Num ensaio publicado em 1992, a teórica feminista e antirracista bell hooks faz uma crítica às casas de ballroom apresentadas em Paris Is Burning, documentário sobre o mundo gay e drag de Nova York nos anos 1980. Os entrevistados aparecem diante da câmera às vezes esbanjando glamour, outras vezes expressando um profundo descontentamento social. Para hooks, parte dessa angústia poderia ser evitada se os gays e as drag queens negras não tentassem a todo custo representar a feminilidade de mulheres brancas – se deixassem de “se esforçar tanto para imitar a cultura da classe dominante e uma elite do poder que são os agentes principais de sua opressão e exploração”. À época, o referencial de beleza dos bailes eram as modelos brancas das páginas da Vogue.
As coisas seguem um pouco diferentes no ballroom brasileiro. Por contradição ou falta de alternativa, os jovens da Casa de Onijá se inspiram justamente nos oponentes de outras irmandades nacionais. O ballroom ganhou força na cena clubber brasileira depois do sucesso da série americana Pose, que retrata o surgimento dos bailes em Nova York. Hoje, o voguing é reverenciado nas festas de techno e nas boates queer das capitais paulista e carioca. A Casa de Onijá viaja o país competindo com as irmandades, mas nenhuma outra tem as suas características. “A mother da casa é uma travesti negra e o father é um indígena guajajara”, diz Paris. “A nossa veia é a ligação ancestral.”

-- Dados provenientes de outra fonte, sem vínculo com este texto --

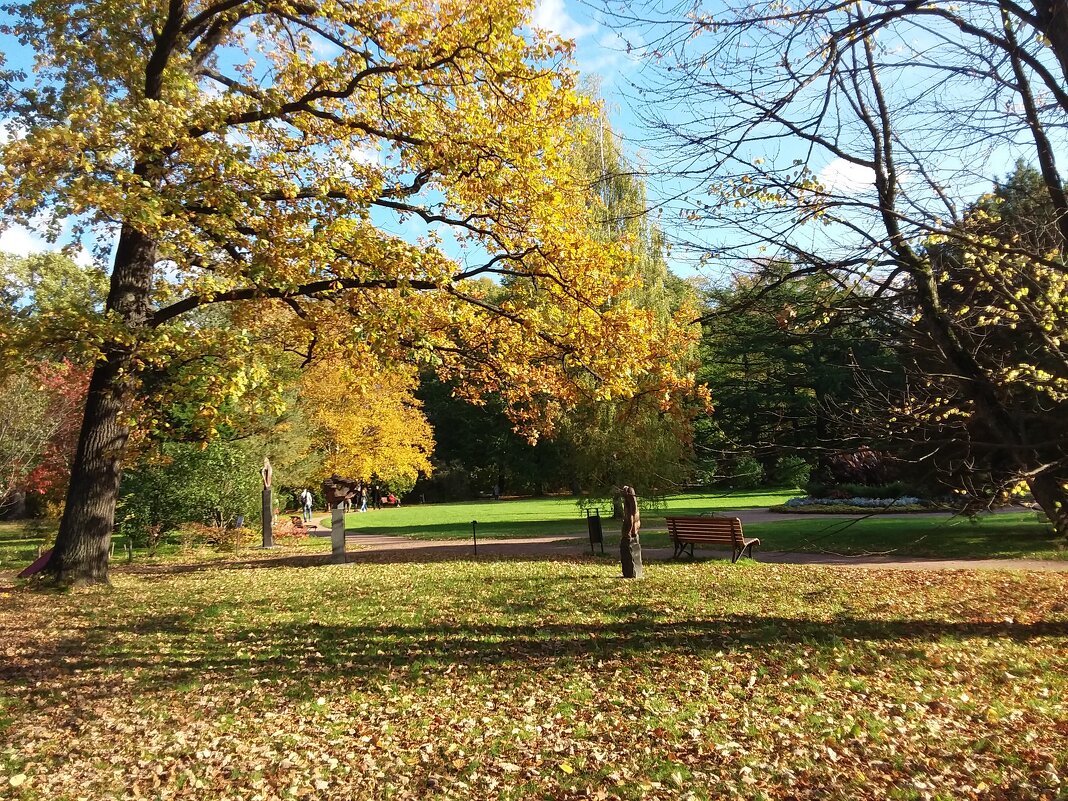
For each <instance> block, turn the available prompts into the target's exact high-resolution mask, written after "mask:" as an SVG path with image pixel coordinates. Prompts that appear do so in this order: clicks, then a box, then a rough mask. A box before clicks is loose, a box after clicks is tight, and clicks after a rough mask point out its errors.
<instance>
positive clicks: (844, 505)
mask: <svg viewBox="0 0 1068 801" xmlns="http://www.w3.org/2000/svg"><path fill="white" fill-rule="evenodd" d="M914 503H923V501H921V500H920V499H918V498H912V497H911V496H904V497H902V498H791V499H790V500H788V501H787V502H786V503H784V504H783V505H784V506H864V507H865V508H880V507H882V506H911V505H912V504H914Z"/></svg>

A última categoria do baile no Acampamento Terra Livre foi “beleza indígena”. “Convidamos todos os parentes da plateia para participar”, conta Ruan Guajajara. Havia uma certa pressão de indígenas mais conservadores para que o evento fosse logo encerrado. “Então a gente ficou surpreso quando as pessoas formaram fila para participar do desfile”, diz Ramona Jucá. “Tinha parentes de várias etnias cruzando o tapete e se exibindo para os jurados, mesmo quem não era da comunidade LGBTQIA+. Fiquei tremendo de emoção.”
Jucá diz que os indígenas não binários costumam chamar uns aos outros de Tibira, em referência a um indígena condenado à morte em São Luís do Maranhão, no século XVII. Não há um consenso historiográfico sobre a identidade sexual de Tibira. Era um homossexual? Uma travesti? “Para nós, o que importa é manter viva a memória desse corpo”, diz Ramona Jucá. “Ali, no meio daquele acampamento, os nossos anciãos ficaram sabendo que a juventude queer indígena existe. Foi o encontro deles com o nosso corpo Tibira.”